Ce devait être la grande fête annuelle d’une entreprise de construction automobile : la remise des médailles du travail aux plus vieux salariés. Mais la fête va tourner au vinaigre, chahutée par des ouvriers qui se rebellent dans leurs ateliers. La pièce de Zabou Breitman est dans l’actualité. Destruction de l’industrie française, délocalisations, pénibilité au travail, retraites…autant de thèmes qui résonnent dans cette rentrée sociale.
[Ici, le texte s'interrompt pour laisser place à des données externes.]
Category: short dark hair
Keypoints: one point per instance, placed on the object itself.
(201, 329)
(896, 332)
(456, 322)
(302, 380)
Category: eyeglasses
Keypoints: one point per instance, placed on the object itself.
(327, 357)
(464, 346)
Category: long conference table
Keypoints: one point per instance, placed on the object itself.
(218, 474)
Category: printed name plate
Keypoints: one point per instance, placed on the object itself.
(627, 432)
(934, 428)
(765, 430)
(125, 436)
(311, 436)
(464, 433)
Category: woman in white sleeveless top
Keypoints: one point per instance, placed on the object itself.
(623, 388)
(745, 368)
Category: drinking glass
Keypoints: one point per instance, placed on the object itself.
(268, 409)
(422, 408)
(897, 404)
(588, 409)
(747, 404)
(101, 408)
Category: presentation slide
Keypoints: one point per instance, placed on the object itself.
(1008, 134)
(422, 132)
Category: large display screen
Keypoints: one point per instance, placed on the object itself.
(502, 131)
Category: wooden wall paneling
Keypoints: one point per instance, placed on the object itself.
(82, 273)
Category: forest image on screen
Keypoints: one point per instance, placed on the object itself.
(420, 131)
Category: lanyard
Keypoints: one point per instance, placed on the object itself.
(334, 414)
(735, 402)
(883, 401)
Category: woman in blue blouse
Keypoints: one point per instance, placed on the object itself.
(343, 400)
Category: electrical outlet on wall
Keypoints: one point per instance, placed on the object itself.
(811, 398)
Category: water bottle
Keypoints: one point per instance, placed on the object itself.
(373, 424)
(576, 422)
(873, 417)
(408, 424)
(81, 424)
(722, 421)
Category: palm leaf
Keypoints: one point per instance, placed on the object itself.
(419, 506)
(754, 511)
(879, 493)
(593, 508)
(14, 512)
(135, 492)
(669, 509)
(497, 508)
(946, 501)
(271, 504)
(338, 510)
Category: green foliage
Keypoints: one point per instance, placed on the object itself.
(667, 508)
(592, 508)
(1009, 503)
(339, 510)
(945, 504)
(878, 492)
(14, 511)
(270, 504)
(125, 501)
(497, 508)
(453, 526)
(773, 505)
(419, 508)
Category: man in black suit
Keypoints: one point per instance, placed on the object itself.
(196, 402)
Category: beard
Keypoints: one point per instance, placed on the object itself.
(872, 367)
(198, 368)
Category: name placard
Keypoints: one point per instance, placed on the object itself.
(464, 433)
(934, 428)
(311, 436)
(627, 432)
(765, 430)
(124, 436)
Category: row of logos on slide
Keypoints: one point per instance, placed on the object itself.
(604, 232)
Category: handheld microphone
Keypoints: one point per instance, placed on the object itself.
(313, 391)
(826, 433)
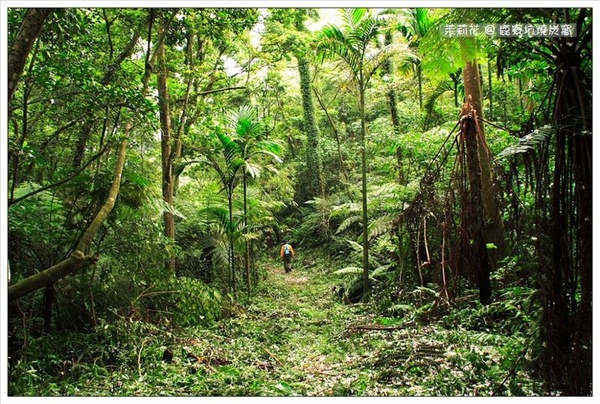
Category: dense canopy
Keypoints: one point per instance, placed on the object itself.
(431, 167)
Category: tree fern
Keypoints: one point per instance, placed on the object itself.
(528, 142)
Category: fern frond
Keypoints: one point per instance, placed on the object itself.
(528, 142)
(347, 223)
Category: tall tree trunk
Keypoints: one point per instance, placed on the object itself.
(246, 242)
(363, 159)
(79, 258)
(166, 152)
(494, 229)
(19, 50)
(480, 261)
(313, 181)
(391, 96)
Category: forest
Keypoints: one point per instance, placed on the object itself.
(431, 169)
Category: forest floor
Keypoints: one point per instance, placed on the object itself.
(297, 338)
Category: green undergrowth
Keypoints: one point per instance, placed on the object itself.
(294, 337)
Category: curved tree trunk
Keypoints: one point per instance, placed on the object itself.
(78, 258)
(19, 50)
(166, 149)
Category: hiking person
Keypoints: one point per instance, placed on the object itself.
(286, 253)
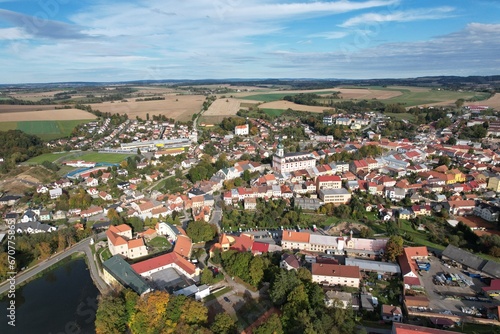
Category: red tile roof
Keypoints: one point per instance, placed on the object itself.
(164, 260)
(335, 270)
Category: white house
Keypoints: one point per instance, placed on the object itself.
(55, 193)
(241, 130)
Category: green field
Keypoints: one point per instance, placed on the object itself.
(409, 98)
(279, 96)
(46, 130)
(6, 126)
(51, 157)
(273, 112)
(400, 116)
(87, 156)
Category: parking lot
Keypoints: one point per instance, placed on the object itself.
(455, 295)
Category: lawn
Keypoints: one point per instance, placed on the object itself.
(419, 238)
(251, 311)
(51, 157)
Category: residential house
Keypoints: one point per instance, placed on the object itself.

Ce pouvait être une ode magnifique au monde ouvrier, ce n’est malheureusement qu’un hommage peu appuyé à celles et ceux qui ont façonné la France depuis l’ère de l’industrialisation. Zabou Breitman a adapté le roman de Lydie Salvayre. Un texte écrit en 1993, l’année de la première réforme des retraites, les lois « Fillon ». Un texte qui manque de profondeur, et qui ne fait pas suffisamment ressortir l’âme de ces ouvrières et ces ouvriers qui ont débuté dès leur plus jeune âge sur des chaînes de montage.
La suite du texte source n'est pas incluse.